The novel dataset in this competition has never been publically released. It contains approximately 1100 annotated linear programming (LP) word problems from 6 different domains. For both sub-tasks, it is important to evaluate whether models generalize to unseen problem domains. Therefore, LP problems from the three similar domains of sales, advertising, and investment have been included in both training, validation, and testing splits. On the other hand, problems from three other domains (production, transportation, and health sciences) have been allocated for the test split. By doing so, the test set will test for the generalizability of solutions to new problem domains. Please note that it is against the rules to manually expand the dataset (i.e. change the words of the training data to fit production/transportation/health sciences problems) since the focus of this competition is to leverage a smaller dataset and create a robust solution. However, intelligent methods of augmentation is permitted.
Each dataset instance has an input paragraph describing an LP problem. An example of the input data and its annotations for the two sub-tasks is illustrated below.
For the first sub-task, the output is the set of entities that correspond to the componenets of the problem. The entities are tagged according to predefined entity types. We will provide the labels in Spacy format and in BIO tagging format.
For the second sub-task, the inputs are the problem description, its set of problem entities, and the order mapping of variable mentions. The problem entities can be used as context information to guide the semantic parsing task. The ground-truth label annotations consist of the objective declaration and the constraints declarations as shown below. The output of the semantic parser is the meaning representation of those declarations. As shown below, the meaning representation should be converted to a canonical form for evaluation. Participants may either design their own meaning representation or use the representation and conversion scripts from our pilot study.

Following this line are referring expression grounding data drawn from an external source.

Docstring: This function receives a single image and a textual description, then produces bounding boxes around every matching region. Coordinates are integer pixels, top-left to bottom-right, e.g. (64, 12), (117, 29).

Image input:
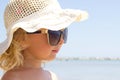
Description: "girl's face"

(23, 32), (64, 61)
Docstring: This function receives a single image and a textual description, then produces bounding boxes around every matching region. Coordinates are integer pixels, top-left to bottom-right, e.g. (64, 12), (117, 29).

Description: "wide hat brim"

(0, 9), (88, 54)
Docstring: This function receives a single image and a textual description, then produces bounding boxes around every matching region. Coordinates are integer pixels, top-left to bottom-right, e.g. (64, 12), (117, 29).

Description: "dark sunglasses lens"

(63, 28), (68, 43)
(48, 30), (61, 46)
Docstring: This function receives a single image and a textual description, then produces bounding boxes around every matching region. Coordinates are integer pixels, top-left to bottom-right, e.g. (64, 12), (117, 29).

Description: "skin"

(2, 31), (64, 80)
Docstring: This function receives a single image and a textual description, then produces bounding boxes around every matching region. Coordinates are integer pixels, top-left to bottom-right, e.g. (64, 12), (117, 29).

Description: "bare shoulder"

(45, 70), (58, 80)
(1, 70), (19, 80)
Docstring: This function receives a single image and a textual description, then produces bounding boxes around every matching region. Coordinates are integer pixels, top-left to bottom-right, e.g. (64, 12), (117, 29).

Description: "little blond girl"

(0, 0), (88, 80)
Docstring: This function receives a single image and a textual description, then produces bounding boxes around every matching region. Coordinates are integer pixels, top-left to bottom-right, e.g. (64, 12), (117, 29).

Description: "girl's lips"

(52, 50), (59, 54)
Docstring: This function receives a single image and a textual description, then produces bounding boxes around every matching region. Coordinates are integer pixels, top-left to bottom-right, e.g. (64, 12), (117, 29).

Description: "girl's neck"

(22, 59), (43, 69)
(21, 50), (43, 69)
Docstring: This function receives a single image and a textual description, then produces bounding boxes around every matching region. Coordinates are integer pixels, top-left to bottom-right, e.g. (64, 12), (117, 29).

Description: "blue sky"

(0, 0), (120, 58)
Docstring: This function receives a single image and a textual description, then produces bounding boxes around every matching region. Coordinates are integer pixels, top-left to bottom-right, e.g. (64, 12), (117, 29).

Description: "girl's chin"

(43, 55), (56, 62)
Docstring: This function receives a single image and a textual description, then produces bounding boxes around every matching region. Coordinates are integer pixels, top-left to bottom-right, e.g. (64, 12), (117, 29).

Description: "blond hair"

(0, 28), (27, 71)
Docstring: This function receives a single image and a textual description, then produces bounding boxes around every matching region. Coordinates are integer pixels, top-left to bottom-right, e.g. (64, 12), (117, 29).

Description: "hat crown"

(4, 0), (61, 29)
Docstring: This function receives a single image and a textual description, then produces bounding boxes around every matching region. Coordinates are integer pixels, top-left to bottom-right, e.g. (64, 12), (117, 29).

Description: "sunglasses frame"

(27, 28), (68, 46)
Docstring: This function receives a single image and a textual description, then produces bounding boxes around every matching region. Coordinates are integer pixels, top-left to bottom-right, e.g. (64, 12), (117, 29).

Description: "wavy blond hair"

(0, 28), (27, 71)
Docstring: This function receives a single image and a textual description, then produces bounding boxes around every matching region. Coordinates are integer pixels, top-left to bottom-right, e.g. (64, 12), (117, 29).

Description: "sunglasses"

(27, 28), (68, 46)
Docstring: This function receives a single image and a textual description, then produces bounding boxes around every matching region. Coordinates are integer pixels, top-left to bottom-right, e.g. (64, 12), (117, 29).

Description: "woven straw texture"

(4, 0), (52, 29)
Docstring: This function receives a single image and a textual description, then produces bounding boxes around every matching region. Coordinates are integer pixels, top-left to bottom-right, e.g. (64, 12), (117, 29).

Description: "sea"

(44, 60), (120, 80)
(0, 60), (120, 80)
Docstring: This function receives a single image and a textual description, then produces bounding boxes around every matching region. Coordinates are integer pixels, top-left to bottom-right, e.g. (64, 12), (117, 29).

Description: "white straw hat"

(0, 0), (88, 54)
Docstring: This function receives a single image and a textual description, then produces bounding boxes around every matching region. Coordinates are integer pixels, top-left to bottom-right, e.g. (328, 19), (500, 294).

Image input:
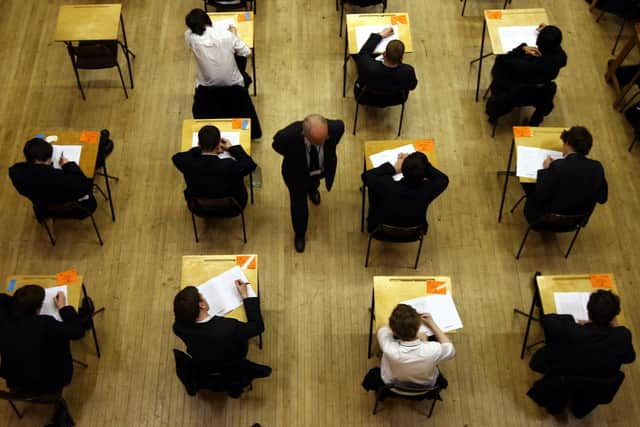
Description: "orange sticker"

(390, 15), (407, 25)
(486, 10), (503, 20)
(236, 255), (257, 269)
(513, 126), (533, 138)
(415, 140), (434, 152)
(231, 119), (244, 129)
(590, 274), (612, 289)
(237, 12), (252, 22)
(56, 269), (78, 285)
(79, 130), (99, 144)
(426, 280), (447, 294)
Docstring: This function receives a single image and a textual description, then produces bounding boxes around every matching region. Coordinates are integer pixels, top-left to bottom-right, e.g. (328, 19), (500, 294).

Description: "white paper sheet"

(40, 285), (68, 322)
(498, 25), (539, 52)
(191, 131), (241, 148)
(401, 294), (464, 335)
(368, 143), (415, 181)
(553, 292), (591, 322)
(516, 146), (563, 179)
(213, 18), (237, 32)
(196, 266), (257, 317)
(51, 145), (82, 170)
(355, 25), (399, 53)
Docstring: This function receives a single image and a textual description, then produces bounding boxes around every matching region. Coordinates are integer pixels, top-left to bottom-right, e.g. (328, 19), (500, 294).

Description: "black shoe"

(294, 234), (305, 253)
(309, 190), (321, 205)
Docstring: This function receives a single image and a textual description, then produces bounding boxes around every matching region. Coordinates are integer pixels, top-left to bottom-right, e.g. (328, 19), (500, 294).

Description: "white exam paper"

(553, 292), (591, 322)
(197, 266), (257, 317)
(355, 25), (399, 53)
(401, 294), (464, 336)
(498, 25), (538, 52)
(516, 146), (563, 179)
(40, 285), (68, 322)
(191, 131), (241, 148)
(51, 145), (82, 170)
(369, 143), (415, 181)
(214, 18), (237, 32)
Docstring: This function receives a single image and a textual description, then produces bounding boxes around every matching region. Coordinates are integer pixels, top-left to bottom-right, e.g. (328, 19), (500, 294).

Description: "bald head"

The provided “starter kit” includes baseline models, training/evaluation code, data loaders, and scripts to convert data formats (into a canonical format that is used for the evaluation):
Sub-task 1: For the named entity recognition sub-task, the baseline model is a fine-tuned Roberta transformer, which achieved an F1-score of
F1 = 0.906 on the union of in-domain and out-of-domain test sets.
Sub-task 2: For the generation sub-task, the baseline model is a BART encoder-decoder that leverages a prompt-guided generation and a copy mechanism to generate a meaning representation of the optimization formulation. For each objective/constraint declaration, a prompt has been created based on the set of problem entities, and the baseline model was trained to complete the prompt and generate the meaning representation. It achieved an accuracy of
Acc = 0.61 on the combined test set. The meaning representation preserves the semantic and contextual information of the objective and constraint declarations.